Having made two wheels, I used one of the blades from my 14" bandsaw to see if it would track properly on the crowned wheels. My 14" bandsaw uses 92" long blades, and that turned out to be just barely long enough to go around both wheels without having the wheels touch each other. I hadn't bought a longer blade yet, but this was adequate to check that the blade would actually track properly. I was very thrilled to see the blade running smoothly on my wooden wheels. To me, it was proof that my homemade bandsaw project was feasible.
Normal bandsaws have rubber, polyurethane, or cork "tire" on the wheels.

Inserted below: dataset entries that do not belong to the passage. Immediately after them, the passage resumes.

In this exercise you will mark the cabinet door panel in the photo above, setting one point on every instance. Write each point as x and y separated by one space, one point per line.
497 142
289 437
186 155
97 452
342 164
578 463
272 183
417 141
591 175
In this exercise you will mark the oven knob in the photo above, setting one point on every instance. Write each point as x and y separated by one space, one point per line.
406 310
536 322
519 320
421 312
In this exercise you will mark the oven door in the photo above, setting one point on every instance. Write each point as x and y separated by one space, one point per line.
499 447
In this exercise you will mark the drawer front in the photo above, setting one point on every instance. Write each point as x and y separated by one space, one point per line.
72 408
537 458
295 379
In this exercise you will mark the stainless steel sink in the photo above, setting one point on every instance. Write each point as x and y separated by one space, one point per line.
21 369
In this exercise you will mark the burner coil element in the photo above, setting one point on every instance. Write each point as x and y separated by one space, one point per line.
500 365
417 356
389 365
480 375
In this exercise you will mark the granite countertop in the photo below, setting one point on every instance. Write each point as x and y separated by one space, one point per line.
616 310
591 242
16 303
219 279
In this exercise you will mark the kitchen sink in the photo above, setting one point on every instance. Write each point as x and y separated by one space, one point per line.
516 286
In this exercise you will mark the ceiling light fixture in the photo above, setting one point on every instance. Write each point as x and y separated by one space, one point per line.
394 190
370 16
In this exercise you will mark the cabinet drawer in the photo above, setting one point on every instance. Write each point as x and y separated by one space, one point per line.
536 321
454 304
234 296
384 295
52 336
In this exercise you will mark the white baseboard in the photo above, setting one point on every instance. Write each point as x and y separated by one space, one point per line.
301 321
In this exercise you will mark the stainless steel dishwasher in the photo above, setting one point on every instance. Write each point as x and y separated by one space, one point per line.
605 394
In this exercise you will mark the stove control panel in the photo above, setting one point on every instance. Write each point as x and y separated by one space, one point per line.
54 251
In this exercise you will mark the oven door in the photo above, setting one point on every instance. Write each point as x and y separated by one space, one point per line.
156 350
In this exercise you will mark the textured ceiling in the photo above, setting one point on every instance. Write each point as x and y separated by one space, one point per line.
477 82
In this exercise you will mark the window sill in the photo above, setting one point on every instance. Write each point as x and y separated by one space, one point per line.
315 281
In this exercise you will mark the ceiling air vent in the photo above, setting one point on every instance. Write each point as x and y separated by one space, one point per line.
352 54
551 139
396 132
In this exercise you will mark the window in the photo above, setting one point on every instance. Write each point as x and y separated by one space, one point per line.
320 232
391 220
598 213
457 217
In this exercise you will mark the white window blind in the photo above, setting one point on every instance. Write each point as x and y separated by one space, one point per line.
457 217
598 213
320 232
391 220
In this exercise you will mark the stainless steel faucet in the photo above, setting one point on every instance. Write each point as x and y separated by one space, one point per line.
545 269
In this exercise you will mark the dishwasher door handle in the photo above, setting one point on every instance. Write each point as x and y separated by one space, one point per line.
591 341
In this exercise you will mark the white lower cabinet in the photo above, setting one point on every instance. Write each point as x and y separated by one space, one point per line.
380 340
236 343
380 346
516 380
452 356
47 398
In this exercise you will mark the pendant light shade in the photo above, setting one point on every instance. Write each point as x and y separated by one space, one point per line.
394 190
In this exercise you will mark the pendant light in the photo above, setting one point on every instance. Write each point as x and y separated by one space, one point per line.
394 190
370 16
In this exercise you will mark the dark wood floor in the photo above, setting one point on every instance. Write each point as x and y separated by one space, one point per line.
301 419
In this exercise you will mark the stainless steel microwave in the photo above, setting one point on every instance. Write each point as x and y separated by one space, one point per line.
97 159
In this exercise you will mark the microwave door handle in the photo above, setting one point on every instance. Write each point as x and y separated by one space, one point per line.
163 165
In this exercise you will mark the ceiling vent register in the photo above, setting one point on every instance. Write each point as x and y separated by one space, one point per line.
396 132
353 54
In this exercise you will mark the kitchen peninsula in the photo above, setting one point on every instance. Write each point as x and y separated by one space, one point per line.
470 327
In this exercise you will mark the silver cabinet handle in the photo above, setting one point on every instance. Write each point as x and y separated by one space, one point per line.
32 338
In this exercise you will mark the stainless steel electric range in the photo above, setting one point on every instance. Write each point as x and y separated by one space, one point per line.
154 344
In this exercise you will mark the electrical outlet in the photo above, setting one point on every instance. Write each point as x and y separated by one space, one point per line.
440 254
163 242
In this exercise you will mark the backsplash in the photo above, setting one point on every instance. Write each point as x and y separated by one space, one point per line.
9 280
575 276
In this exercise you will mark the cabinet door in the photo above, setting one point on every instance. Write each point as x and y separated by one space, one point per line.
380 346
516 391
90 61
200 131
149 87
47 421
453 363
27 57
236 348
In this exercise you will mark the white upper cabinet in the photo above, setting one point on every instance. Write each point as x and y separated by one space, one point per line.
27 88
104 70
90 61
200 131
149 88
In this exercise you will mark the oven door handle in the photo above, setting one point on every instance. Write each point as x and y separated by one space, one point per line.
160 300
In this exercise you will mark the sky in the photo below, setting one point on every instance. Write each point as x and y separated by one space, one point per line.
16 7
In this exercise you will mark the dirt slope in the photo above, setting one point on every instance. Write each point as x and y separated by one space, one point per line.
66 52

But it seems that the blade would track just fine on a crowned wooden
wheel even without a tire.
With the blade running so well on just the wood, I figured I didn't really need much of a "tire" on my bandsaw. So I cut up an old bicycle inner tube and glued it around the wheel with some "Shoe Goo" as glue. I stretched another inner tube around my tire and clamped it on with a spring clamp to provide even pressure around the circumference of the wheel while the glue dried.

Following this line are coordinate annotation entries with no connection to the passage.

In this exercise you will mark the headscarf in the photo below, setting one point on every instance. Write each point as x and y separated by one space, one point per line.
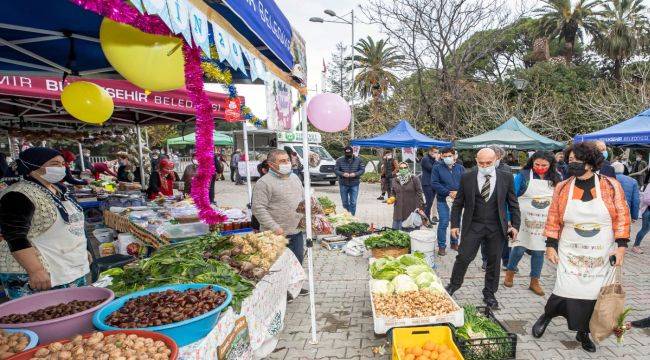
403 178
32 159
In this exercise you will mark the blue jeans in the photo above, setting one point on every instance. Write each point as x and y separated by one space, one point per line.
536 260
297 246
349 197
645 227
429 195
443 223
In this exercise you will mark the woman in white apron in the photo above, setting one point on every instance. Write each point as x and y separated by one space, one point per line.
44 243
534 186
587 223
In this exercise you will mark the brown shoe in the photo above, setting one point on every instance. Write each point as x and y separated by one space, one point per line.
536 287
510 277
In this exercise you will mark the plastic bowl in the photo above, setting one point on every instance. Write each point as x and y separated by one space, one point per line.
33 337
59 328
27 355
184 332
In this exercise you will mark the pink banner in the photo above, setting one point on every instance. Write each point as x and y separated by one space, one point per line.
123 92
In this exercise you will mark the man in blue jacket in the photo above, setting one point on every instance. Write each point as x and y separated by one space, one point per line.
349 169
428 162
445 180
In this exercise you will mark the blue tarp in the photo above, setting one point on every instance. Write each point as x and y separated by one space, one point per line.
402 135
634 131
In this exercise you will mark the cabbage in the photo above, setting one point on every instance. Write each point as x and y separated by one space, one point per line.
404 283
425 279
381 287
416 258
415 270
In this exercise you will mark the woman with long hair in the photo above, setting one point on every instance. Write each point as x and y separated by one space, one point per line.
588 222
534 186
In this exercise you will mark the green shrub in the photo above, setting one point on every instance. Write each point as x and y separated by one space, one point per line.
371 177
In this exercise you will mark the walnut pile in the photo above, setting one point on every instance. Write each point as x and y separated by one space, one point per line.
413 304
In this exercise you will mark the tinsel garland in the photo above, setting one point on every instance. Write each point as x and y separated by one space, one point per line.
121 11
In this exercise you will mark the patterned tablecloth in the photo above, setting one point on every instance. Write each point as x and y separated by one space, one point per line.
264 311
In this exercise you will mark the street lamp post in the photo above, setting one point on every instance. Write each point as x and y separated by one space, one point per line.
351 23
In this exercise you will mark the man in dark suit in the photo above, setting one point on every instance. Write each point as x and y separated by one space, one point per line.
606 168
484 193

The old inner tube I used was longer than the 18" wheel circumference, so to deal with the splice, I cut a notch into the wheel and pulled both ends of my inner tube section into that.
The shoe goe, being very thick, caused a bit of bumpiness, so it wasn't an ideal glue to use. The blade ran just fine on wooden wheels, so I then went without any tires. Later, I used some much smaller bicycle innertubes as bandsaw tires, which worked really well without the need to splice or glue.
Experimenting with the bandsaw, especially once I got more of it built up, I found that it would shake a lot. It turned out that my top wheel was a fair bit out of balance. I drilled a couple of holes to do a rough balance, but the bearings I used didn't turn easily enough to do a fine balance with. But I was able to put smaller rollerblade bearings (3/4" outer diameter) inside the shaft holes of my 7/8" ball bearings. With the rollerblade bearings supported by a screwdriver clamped to my workbench, I was able to identify the heavy spot (marking that spot with a pencil in the photo) and drilled a third hole to bring it into much better balance. This was more of a stopgap measure though. I had at this point already decided to rebuild the top wheel, but in the mean time, I wanted to do cut down on shaking a bit.